A. J. : On a voulu montrer à ceux qui ne peuvent pas encadrer le rap, car ils se contentent des stéréotypes qu’on leur sert, qu’à une époque des mecs avaient voulu partir à contre-courant de cet essoufflement, de cette dérive, en créant un univers différent, à la fois dans les textes et dans les sonorités.
R. Q. : Il n’y a pas que deux histoires du rap. Il y en a plein. Et en fait, toutes ces histoires ne forment qu’une seule et même histoire. On aurait pu faire un docu sur le rap mainstream, le rap chelou, le rap indé, le rap parodique… C’est large.
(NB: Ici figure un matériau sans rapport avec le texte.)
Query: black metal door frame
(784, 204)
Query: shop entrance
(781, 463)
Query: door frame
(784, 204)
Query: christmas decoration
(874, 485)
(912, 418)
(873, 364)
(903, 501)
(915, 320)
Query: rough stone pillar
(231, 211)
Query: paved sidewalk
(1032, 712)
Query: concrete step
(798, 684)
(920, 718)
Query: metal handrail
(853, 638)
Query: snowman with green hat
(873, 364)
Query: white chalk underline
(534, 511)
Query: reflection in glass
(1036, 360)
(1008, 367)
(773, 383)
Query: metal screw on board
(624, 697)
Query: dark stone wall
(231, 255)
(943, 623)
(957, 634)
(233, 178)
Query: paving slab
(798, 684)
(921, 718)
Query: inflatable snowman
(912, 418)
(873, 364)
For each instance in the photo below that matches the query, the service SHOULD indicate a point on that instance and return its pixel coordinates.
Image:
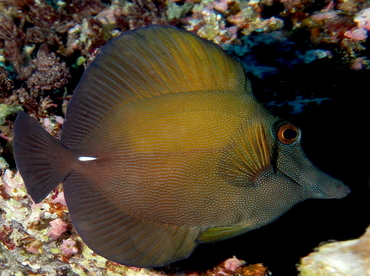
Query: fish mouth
(319, 184)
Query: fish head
(290, 166)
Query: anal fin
(120, 237)
(222, 233)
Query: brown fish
(165, 147)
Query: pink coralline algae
(69, 247)
(363, 19)
(58, 227)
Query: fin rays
(144, 63)
(248, 152)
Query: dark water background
(335, 138)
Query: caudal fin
(41, 160)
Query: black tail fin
(41, 160)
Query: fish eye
(287, 134)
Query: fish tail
(41, 160)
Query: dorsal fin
(144, 63)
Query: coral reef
(339, 258)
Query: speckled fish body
(164, 147)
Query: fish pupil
(290, 134)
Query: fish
(164, 147)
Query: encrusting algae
(165, 147)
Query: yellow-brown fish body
(165, 147)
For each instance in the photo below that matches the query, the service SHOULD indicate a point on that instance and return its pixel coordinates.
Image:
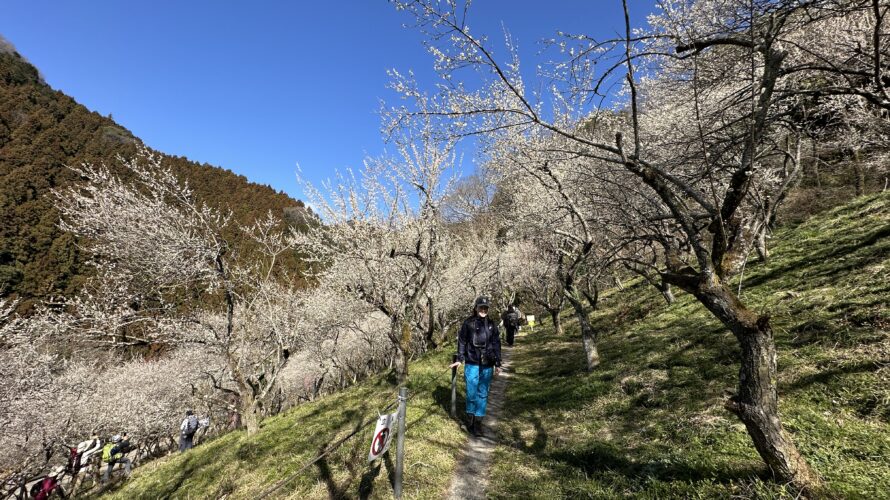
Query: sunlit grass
(649, 422)
(243, 467)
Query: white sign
(382, 435)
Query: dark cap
(480, 302)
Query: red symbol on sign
(379, 441)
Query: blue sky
(258, 87)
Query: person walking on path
(187, 430)
(511, 319)
(113, 453)
(479, 350)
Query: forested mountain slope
(649, 422)
(43, 130)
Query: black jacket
(486, 350)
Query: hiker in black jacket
(479, 350)
(511, 318)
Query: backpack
(191, 427)
(107, 455)
(42, 489)
(511, 319)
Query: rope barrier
(340, 442)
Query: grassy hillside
(649, 422)
(243, 467)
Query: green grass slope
(649, 422)
(235, 466)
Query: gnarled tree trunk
(588, 336)
(756, 403)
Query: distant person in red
(479, 350)
(49, 485)
(511, 317)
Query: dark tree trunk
(431, 325)
(858, 173)
(400, 334)
(592, 299)
(757, 402)
(760, 244)
(665, 289)
(588, 336)
(557, 323)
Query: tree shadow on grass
(600, 458)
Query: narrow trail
(471, 475)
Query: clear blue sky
(257, 87)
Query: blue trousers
(478, 379)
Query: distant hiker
(113, 453)
(512, 318)
(80, 455)
(50, 485)
(479, 349)
(187, 430)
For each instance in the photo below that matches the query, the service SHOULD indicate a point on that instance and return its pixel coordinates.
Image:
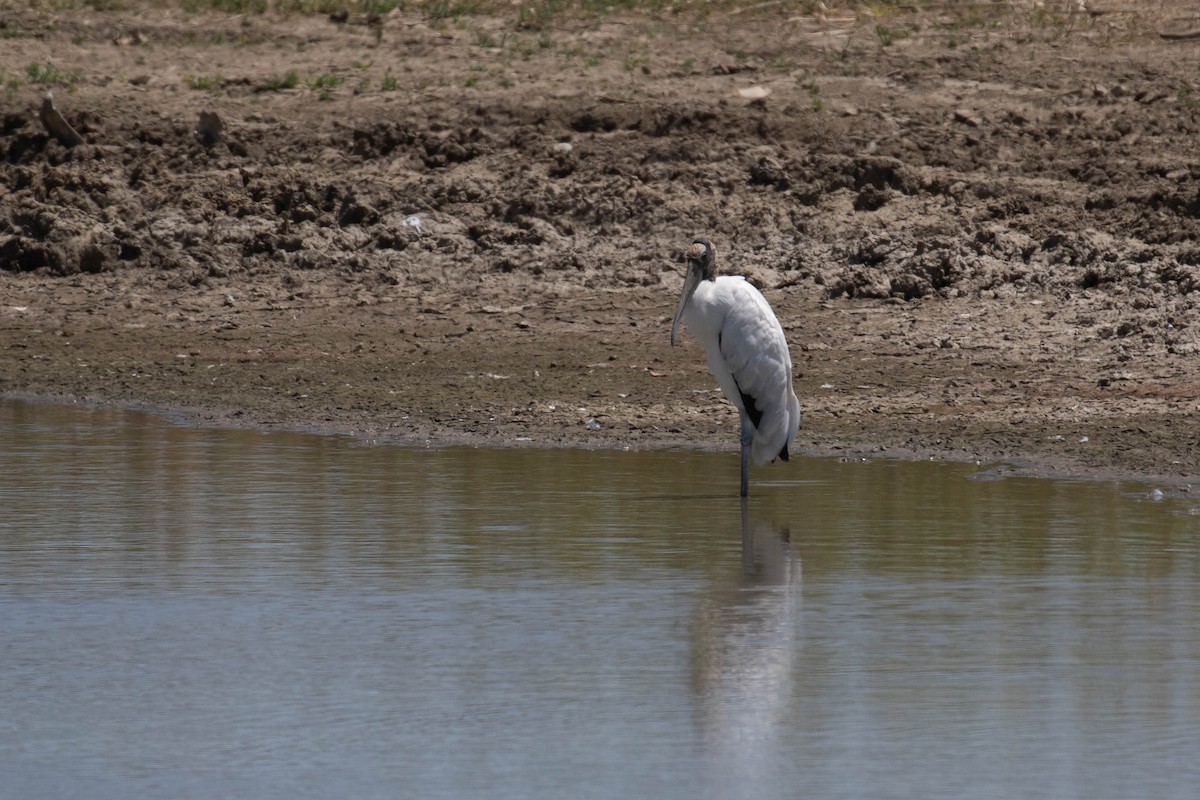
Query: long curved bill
(690, 282)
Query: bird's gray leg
(747, 438)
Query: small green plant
(324, 83)
(447, 10)
(205, 83)
(51, 76)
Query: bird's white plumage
(747, 355)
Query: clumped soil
(981, 229)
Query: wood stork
(747, 354)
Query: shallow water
(232, 613)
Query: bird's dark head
(702, 258)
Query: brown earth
(978, 224)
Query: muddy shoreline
(981, 236)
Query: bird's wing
(755, 352)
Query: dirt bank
(979, 232)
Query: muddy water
(229, 613)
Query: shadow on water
(743, 654)
(233, 613)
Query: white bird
(747, 354)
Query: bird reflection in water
(743, 649)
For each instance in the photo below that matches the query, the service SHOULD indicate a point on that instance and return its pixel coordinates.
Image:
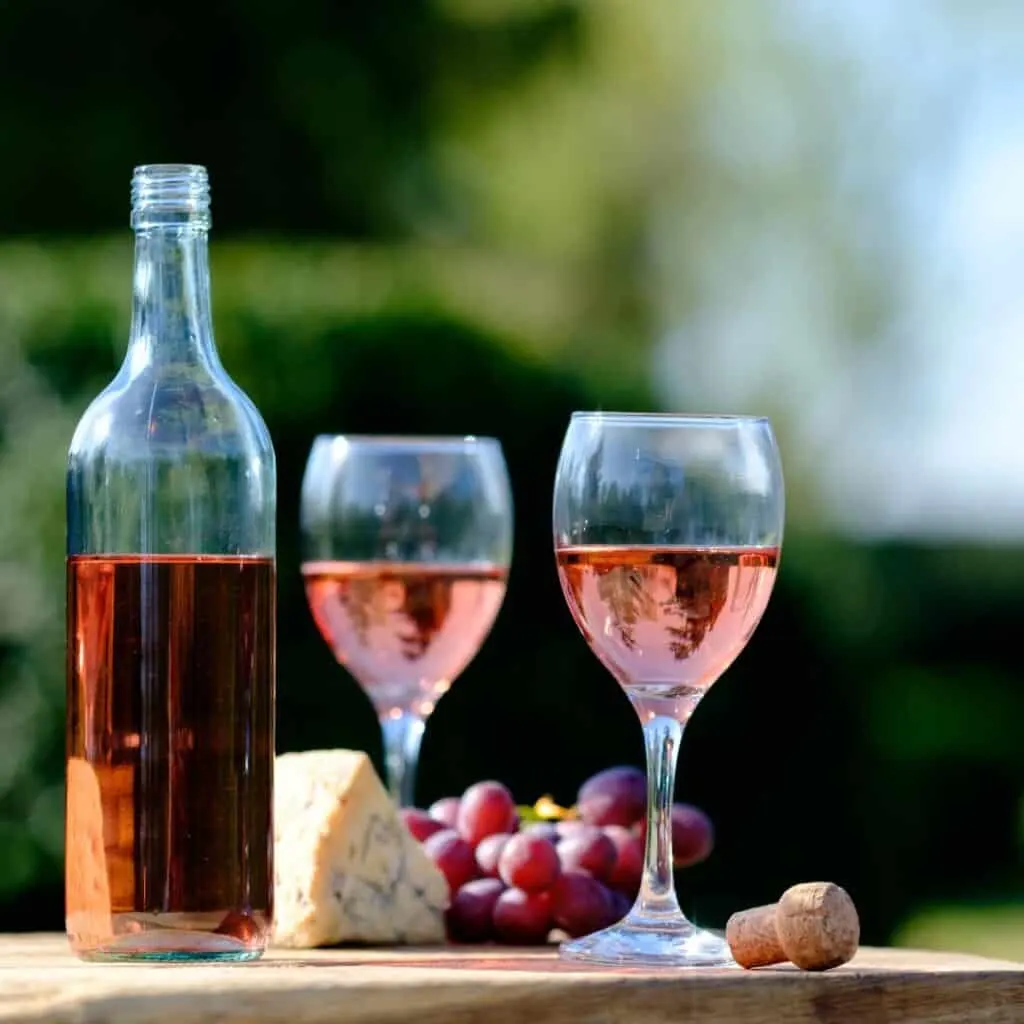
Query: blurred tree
(312, 117)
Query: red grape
(528, 862)
(590, 850)
(445, 810)
(488, 851)
(581, 904)
(470, 918)
(522, 918)
(547, 829)
(628, 869)
(692, 835)
(420, 823)
(454, 857)
(569, 827)
(486, 808)
(613, 797)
Comment qualifieriez-vous le rap "alternatif", et que répondez-vous à ceux qui le taxent de rap de hispters, voire d'intellos ou de bobos ?
F.R. : Le rap « alternatif » ne définit pas un genre en particulier. Il n’est pas homogène, c’est plutôt une catégorie de rappeurs qui essayent quelque chose de différent de la mode. C'est aussi un rap qui assume le risque de ne pas plaire au public rap du moment, ou alors s'en fout totalement. J'ai tendance à l'imaginer comme un labo du rap du futur... Dans les années 2000, j'ai apprécié l'audace du projet Electro Cypher d'Akhenaton mais pour un souffle nouveau c'était un peu raté… Un peu plus tard est sorti Il était une fois de La Brigade, avec des instrus electro complètement folles, un feat. avec Mass Hysteria… Bref, les mecs tentent et ça marche parfois plutôt bien : pour moi c'est aussi du rap alternatif.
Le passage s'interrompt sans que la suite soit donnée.